Sen. Bernie Sanders (I-Vt.) complains that "President Trump has turned Customs and Border Protection (CBP) and Immigration and Customs Enforcement (ICE) into a renegade detention and deportation force," while at the same time the administration last fiscal year deported fewer aliens (and a higher percentage of criminals) than the Obama administration did in FY 2011. Not to be outdone, Sen. Elizabeth Warren (D-Mass.) is threatening (if she is elected president) to suspend deportations in order to get "comprehensive immigration reform" (read "amnesty"). Note to both: If you want to change the immigration laws, you actually currently have a job that would allow you to do just that.

Rep. Lucille Roybal-Allard (D-Calif.) has a link on her official webpage telling aliens what to do in case ICE shows up at their houses or workplaces (including the helpful hint: "Don't say where you were born or how you entered the U.S."). "So what?" you say, "She is just one of 435 House members." Did I mention that she is the chairwoman of the House Homeland Security Appropriations Subcommittee, which decides how much money ICE and CBP get each year, a position so powerful that she is known as a "cardinal"? No wonder those agencies lack the funding to do the job Congress told them to do.

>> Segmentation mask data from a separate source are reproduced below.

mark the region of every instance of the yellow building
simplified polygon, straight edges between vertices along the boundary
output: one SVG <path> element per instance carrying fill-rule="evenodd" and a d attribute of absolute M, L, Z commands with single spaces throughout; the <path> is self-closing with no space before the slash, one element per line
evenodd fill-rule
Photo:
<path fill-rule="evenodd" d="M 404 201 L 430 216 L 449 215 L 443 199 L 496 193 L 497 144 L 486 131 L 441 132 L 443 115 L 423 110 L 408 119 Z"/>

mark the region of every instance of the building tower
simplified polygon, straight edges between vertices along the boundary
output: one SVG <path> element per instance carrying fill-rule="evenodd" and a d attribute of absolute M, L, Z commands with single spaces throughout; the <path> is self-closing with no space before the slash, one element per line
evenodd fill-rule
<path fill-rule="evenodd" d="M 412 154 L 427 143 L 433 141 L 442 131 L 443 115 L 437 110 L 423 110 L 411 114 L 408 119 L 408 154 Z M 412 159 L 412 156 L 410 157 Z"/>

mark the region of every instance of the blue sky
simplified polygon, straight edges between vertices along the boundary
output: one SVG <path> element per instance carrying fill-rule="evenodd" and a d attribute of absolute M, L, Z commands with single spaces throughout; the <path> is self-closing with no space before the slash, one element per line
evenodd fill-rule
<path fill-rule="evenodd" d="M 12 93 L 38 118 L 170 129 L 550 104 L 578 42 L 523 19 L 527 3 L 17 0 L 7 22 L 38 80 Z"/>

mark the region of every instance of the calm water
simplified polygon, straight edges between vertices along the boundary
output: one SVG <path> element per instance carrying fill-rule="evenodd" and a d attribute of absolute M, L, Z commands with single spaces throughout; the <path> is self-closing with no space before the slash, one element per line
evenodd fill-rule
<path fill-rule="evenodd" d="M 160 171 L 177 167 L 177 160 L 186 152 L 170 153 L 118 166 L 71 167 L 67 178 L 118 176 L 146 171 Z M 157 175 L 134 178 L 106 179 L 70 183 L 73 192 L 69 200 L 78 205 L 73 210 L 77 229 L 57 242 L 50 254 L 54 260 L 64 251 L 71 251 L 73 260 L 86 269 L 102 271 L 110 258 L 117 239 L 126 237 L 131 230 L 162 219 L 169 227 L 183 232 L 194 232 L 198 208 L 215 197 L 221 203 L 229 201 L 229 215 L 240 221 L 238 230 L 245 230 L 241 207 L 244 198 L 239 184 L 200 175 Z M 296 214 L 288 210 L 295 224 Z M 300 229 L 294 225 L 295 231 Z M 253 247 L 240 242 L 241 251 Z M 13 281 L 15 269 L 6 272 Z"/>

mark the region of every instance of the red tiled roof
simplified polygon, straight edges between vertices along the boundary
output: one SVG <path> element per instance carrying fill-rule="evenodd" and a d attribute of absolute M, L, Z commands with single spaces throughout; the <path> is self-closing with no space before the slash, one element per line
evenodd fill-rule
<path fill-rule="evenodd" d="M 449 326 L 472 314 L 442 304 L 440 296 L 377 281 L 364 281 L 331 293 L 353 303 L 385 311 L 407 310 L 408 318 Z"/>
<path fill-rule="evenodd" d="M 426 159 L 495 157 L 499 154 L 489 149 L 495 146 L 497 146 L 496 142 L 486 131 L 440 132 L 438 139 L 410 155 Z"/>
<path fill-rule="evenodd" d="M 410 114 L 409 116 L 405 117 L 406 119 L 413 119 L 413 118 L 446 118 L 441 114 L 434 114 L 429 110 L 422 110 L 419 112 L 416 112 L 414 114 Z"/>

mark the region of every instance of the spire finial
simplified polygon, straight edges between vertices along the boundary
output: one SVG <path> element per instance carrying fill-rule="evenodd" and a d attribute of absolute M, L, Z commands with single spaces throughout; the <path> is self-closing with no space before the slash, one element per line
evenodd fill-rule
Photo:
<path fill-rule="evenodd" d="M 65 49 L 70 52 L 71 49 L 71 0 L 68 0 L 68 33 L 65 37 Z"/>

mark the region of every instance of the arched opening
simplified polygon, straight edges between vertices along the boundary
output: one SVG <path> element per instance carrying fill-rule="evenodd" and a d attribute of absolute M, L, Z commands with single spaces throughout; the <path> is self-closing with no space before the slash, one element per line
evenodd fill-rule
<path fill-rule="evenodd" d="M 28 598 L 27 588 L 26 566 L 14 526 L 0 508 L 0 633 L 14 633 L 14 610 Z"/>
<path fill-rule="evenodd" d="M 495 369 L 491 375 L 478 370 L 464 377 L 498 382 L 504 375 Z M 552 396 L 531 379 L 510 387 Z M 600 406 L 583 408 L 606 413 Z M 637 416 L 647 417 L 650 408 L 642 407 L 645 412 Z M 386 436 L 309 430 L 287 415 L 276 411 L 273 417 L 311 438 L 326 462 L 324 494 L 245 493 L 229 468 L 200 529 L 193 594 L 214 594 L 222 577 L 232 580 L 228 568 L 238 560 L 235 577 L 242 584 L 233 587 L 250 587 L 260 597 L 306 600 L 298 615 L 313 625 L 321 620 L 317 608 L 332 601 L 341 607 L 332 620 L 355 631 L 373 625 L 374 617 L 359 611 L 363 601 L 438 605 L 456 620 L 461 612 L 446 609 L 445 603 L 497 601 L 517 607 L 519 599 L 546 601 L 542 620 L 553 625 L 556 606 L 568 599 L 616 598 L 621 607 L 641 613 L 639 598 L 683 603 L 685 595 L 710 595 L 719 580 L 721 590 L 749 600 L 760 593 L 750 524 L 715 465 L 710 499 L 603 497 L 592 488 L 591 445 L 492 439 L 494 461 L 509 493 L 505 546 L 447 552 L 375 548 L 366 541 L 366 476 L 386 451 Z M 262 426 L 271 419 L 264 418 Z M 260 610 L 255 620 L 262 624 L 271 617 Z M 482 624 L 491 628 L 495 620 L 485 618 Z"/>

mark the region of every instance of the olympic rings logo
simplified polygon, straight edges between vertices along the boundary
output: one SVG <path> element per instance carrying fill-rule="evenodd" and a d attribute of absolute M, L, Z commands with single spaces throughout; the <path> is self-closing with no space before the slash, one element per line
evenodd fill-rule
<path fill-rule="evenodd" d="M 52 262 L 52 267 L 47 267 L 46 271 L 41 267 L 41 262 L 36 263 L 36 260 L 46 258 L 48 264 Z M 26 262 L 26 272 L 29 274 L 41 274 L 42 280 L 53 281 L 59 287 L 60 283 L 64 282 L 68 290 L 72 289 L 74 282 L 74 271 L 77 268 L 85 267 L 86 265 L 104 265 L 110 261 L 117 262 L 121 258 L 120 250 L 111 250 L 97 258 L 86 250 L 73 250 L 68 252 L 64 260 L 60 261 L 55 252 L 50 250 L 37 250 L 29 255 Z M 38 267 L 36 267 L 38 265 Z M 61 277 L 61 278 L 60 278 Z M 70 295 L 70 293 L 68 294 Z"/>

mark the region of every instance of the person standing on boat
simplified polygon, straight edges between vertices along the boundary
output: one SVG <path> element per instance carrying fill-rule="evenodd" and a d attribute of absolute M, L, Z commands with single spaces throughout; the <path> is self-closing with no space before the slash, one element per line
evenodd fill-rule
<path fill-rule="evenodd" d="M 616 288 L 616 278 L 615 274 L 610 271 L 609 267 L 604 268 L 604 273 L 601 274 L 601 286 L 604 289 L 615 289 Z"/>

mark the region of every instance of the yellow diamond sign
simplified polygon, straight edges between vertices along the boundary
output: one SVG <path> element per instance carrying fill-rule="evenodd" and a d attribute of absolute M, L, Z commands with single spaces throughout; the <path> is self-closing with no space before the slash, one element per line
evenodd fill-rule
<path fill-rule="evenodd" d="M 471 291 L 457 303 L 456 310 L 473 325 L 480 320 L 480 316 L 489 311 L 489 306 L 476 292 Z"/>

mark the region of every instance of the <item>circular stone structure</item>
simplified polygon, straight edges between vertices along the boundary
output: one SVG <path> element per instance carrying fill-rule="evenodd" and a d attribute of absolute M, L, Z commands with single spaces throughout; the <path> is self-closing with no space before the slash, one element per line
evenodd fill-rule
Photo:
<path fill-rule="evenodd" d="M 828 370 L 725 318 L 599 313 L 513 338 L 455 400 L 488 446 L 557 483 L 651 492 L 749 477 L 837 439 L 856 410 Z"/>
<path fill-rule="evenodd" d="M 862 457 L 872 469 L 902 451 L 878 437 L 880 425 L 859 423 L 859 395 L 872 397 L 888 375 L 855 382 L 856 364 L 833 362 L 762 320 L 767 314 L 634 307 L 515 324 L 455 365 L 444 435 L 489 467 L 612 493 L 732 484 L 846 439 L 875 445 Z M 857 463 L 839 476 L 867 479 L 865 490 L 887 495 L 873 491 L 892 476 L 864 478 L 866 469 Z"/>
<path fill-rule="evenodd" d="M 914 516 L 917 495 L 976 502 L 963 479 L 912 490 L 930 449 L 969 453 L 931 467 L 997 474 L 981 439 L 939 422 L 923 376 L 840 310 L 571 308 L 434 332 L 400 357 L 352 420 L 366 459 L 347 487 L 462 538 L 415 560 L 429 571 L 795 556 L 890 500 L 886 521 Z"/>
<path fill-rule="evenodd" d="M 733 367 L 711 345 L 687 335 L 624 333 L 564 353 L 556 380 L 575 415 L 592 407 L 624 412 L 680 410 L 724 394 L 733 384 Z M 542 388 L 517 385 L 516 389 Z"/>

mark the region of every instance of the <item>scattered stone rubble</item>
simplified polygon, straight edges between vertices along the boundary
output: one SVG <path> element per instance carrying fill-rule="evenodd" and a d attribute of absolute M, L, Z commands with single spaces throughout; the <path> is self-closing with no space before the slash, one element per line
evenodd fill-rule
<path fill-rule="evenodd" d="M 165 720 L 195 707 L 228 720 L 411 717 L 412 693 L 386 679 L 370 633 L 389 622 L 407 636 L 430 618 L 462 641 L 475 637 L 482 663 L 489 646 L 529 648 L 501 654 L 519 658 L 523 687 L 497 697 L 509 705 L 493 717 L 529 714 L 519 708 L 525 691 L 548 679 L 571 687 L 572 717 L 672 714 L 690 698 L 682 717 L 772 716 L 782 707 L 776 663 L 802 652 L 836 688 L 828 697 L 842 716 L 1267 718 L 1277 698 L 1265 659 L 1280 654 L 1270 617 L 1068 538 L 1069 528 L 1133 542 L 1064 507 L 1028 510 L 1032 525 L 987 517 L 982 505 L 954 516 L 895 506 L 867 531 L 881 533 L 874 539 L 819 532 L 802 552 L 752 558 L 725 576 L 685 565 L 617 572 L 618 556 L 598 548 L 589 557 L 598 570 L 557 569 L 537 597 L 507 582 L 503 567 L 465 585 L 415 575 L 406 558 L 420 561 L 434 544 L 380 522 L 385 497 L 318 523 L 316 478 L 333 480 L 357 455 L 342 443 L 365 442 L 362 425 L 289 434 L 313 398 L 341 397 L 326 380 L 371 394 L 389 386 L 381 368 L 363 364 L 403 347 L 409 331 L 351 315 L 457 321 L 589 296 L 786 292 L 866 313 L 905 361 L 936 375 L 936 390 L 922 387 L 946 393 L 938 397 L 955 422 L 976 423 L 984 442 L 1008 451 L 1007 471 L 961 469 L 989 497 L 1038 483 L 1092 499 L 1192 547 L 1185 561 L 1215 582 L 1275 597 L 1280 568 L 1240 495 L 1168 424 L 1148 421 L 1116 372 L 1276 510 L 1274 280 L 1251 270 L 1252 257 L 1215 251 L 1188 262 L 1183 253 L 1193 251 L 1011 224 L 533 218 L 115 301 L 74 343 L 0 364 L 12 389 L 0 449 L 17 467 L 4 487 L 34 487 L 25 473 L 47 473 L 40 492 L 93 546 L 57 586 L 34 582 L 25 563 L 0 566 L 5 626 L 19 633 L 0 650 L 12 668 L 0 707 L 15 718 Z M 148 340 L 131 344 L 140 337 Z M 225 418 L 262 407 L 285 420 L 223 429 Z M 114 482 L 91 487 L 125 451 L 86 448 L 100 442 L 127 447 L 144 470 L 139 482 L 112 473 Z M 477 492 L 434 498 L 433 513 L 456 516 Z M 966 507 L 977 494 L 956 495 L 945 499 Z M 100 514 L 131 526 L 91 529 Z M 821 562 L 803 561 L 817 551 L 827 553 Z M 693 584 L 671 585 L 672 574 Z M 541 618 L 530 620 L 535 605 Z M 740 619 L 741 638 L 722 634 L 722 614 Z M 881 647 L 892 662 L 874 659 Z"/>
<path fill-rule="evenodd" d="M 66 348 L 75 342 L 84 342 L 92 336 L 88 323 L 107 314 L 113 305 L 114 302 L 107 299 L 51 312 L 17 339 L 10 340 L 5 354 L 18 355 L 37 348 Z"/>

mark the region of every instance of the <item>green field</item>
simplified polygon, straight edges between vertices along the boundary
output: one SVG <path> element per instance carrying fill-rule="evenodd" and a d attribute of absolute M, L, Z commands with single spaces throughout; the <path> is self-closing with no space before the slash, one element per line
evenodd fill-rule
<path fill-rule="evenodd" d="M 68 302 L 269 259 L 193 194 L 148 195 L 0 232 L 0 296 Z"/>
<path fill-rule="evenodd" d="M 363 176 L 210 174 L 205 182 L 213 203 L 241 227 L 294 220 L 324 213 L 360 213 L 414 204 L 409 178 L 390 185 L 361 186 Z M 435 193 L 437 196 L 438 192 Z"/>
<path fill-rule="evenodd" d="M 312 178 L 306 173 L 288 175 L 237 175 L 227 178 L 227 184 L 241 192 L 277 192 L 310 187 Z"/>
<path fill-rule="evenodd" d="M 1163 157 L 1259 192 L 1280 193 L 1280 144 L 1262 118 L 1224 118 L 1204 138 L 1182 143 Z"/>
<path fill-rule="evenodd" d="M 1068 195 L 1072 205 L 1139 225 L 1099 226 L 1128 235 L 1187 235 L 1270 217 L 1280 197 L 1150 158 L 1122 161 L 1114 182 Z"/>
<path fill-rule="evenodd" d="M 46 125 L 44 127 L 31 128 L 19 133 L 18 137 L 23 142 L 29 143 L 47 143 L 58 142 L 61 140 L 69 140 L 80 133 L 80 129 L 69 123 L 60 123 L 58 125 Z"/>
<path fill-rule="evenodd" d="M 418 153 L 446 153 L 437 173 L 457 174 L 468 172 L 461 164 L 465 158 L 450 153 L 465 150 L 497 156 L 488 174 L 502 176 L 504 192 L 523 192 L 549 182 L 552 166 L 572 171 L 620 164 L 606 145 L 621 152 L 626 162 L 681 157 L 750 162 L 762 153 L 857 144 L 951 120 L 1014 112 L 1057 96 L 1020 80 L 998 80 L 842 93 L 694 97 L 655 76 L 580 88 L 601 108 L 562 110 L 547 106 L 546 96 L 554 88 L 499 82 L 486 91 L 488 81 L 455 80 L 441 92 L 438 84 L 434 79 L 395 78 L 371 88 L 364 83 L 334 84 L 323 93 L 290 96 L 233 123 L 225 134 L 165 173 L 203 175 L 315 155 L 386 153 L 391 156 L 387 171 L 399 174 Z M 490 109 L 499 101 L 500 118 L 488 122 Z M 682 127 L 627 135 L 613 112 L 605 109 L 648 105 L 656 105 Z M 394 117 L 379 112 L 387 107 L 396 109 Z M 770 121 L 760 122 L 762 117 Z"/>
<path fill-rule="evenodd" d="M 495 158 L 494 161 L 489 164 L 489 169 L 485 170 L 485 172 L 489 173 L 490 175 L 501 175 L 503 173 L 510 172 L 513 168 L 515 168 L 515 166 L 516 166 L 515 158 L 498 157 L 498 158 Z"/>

Rather than having the political guts to actually put themselves out there to work with a president they plainly hate to change the immigration laws they don't like (which might actually involve some compromise on their parts), members of Congress prefer to employ straw men and canards to criticize what little immigration enforcement is actually occurring and bleed the enforcement agencies for funding.

I would say that our nation's immigration policy is a rudderless ship, but it plainly has a rudder, and a pilot at the tiller attempting to follow the course Congress has set for him. Between the Scylla of the courts and the Charybdis on Capitol Hill, however, it is tough sailing, indeed.